Zaman was personally targeted by Turkish President Recep Tayyip Erdoğan last year: he called her “A militant in the guise of a journalist,” and told her she needed to “know your place.”

“I think it’s very frightening when you see a state that … has full political power and still feels obliged to actually pressure businesses and private media to toe the line,” said Matthews. “It’s a spiral. How do you get out of that?”

One possible outlet is Twitter; Zaman said that the social media platform is especially popular with younger Turks. In 2013 during massive protests in Istanbul’s Taksim Gezi Park, the hashtag #direngezi was trending.

While social media has allowed people to get and share information Matthews said the Turkish government is trying to exert it’s influence online as well.

“In Turkey, we have seen that social media platforms have been shut down numerous times,” he said. “It turns out that 60 per cent of requests to Twitter to shut down accounts or posts … came from the Turkish government.”

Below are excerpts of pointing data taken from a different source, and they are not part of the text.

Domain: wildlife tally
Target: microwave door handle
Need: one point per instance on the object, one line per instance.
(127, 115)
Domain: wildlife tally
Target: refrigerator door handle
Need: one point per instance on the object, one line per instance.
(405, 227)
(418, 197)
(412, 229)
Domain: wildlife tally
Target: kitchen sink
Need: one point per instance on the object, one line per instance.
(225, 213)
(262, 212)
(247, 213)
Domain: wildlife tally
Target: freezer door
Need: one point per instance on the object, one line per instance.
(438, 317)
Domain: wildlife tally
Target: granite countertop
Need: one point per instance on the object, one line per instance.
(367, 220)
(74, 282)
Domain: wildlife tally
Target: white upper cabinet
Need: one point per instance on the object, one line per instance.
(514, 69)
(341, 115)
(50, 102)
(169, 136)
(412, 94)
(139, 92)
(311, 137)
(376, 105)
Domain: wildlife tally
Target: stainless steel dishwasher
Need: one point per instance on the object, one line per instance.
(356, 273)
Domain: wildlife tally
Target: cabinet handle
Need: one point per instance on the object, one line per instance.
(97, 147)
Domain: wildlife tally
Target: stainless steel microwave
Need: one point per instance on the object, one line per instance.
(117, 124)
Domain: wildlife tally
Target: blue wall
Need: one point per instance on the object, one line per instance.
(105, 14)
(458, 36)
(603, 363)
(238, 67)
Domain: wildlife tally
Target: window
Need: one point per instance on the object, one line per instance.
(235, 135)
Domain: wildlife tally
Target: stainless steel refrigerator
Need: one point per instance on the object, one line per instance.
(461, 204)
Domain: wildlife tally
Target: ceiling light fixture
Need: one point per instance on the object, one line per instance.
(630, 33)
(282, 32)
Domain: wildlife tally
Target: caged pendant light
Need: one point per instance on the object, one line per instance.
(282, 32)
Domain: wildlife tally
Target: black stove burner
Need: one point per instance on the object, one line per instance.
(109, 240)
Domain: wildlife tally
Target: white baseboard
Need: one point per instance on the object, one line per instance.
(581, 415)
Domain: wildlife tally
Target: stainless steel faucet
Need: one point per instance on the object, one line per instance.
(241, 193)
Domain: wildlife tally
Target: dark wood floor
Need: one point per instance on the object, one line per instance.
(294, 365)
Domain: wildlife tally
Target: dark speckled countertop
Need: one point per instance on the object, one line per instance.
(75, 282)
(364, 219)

However, Matthews also said that social media can greatly empower individuals.
“I think for authoritarian governments [social media is] the one thing that drives them nuts,” he said. “They try to shut down Twitter, they try and shut down Facebook but they can’t control it … I don’t think the 21st Century is going to be very kind to control freaks because you can’t control the flow of information. They can shut down cell phone access, they can shut down the internet, but there are so many new technologies being introduced to allow individuals to bypass that.”